Amjad Masad 说世上没几件事比失败更让他恐惧,那种感觉糟透了,这也意味着他必须不断地练习如何不输。
- 除了死亡,几乎所有事情你都有机会东山再起。
- 首先,要知道死亡边界,反复思考最极端的下行场景,并把生存放在最高优先级。
- 他运营 Replit 八年,商业上一直没什么起色,但在现金流上从未进入红区,始终手握充足资金。
- 你几乎可以从任何困境中爬回来。
- 他们在教育和招聘领域的业务增长还不错,但那两个市场缺乏兴奋点,所以他们果断转向。
Every.to 最近分享了他们内部是如何使用 AI 工具进行开发的,每个人都有自己的偏好:
- Claude Code 是一位“友善型开发者”,擅长拆解问题并解释推理过程;Codex 则是“技术型开发者”,更字面、更精确,常常一次命中正确方案。
- 通过 Figma MCP 集成,Claude 可以直接接入 Figma 文件,读取设计系统中的颜色、间距、组件,并将其转化为可运行代码。

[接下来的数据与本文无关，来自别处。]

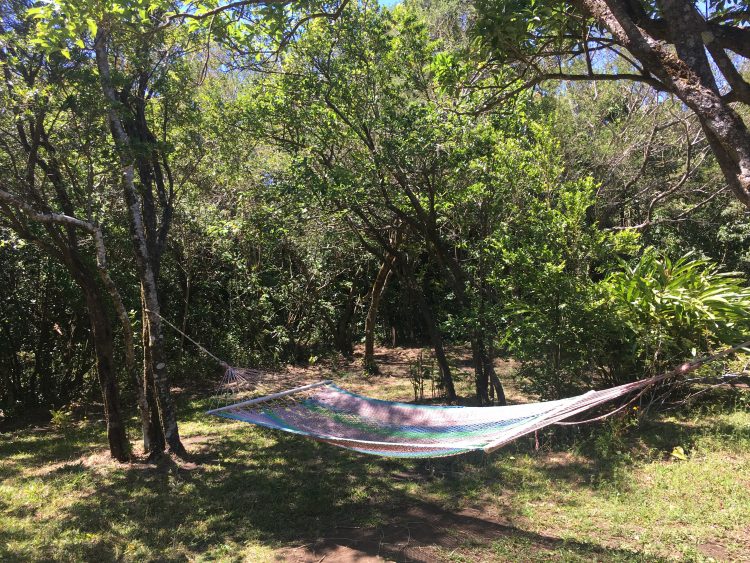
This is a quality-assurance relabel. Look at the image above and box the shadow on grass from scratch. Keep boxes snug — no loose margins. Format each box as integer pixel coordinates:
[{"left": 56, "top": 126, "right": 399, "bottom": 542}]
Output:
[
  {"left": 0, "top": 431, "right": 668, "bottom": 561},
  {"left": 0, "top": 394, "right": 750, "bottom": 561}
]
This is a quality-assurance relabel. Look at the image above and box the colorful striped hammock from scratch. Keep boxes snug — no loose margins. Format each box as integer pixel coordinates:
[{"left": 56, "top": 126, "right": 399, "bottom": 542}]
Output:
[
  {"left": 208, "top": 342, "right": 750, "bottom": 458},
  {"left": 208, "top": 380, "right": 651, "bottom": 458}
]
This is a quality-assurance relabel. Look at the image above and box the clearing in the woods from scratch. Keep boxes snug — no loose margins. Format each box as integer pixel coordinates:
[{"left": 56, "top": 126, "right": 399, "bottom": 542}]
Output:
[{"left": 0, "top": 348, "right": 750, "bottom": 562}]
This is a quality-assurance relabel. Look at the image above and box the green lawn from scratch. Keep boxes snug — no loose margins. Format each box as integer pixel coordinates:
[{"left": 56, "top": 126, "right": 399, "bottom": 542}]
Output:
[{"left": 0, "top": 378, "right": 750, "bottom": 561}]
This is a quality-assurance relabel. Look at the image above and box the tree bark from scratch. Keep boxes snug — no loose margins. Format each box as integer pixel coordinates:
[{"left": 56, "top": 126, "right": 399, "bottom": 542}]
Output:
[
  {"left": 82, "top": 282, "right": 130, "bottom": 461},
  {"left": 579, "top": 0, "right": 750, "bottom": 207},
  {"left": 94, "top": 27, "right": 186, "bottom": 456},
  {"left": 363, "top": 254, "right": 396, "bottom": 374},
  {"left": 398, "top": 259, "right": 457, "bottom": 401}
]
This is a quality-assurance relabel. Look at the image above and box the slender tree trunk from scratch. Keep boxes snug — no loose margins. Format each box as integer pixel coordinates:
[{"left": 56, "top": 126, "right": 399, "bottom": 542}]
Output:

- 他每次提交代码后,会在一份“学习记录”中写下两行心得并存入云端,几天后形成可回溯的近期记忆,用于再次喂给 AI 工具。
- 他把一天分为一个大任务和若干小任务,刻意避免被 AI 建议带偏。
- 他使用自制的 AgentWatch,当某个 Claude Code 会话完成时会提醒他,从而能同时运行多个会话而不失控。
Joan Westenberg 说我们经常把认知上的清晰误当成了进步:
- 大脑在“理解了某件事”和“完成了某件事”时分泌的那点多巴胺是一样的。
- 理解系统、机制和底层原理确实能在我们最终行动时让行动更有效。
- 问题在于,一旦“理解”取代了行动,而不是为行动做准备,麻烦就开始了。
- 分析发生在抽象与无限可能的领域;行动发生在具体与约束的领域。
- 你漂亮的模型一接触现实,就会以你没预料到的十一种方式出错;这让以“自己总是对”为傲的人很难受。
Dion Lim 认为:人工智能不会“崩盘”,而会“燃烧”。像所有科技周期一样,大火会清理灌木、重新分配人才,并留下能支撑下一个时代的基础设施。
- 野火不仅摧毁生态系统,也维持其健康——清除扼杀新生的浓密灌丛,把养分归还土壤,为下一代森林的繁荣创造条件。
- 两场火都遵循相同的模式:过度增长 → 突然修正 → 随后复兴。
- 资本充裕——也许太充裕了。但人才?那才是稀缺资源。
- 野火不只是破坏生态,它还重塑生态。有的物种瞬间燃尽,有的顽强抗火,还有一些必须依赖火焰才能繁殖。
- 可燃的灌木有其存在意义——它吸引资本和人才,制造市场紧迫感;而当它燃烧时,这些资源又会回到土壤,供更坚韧的物种吸收。那些倒闭的 AI 外壳公司的工程师,将成为幸存公司的高级雇员。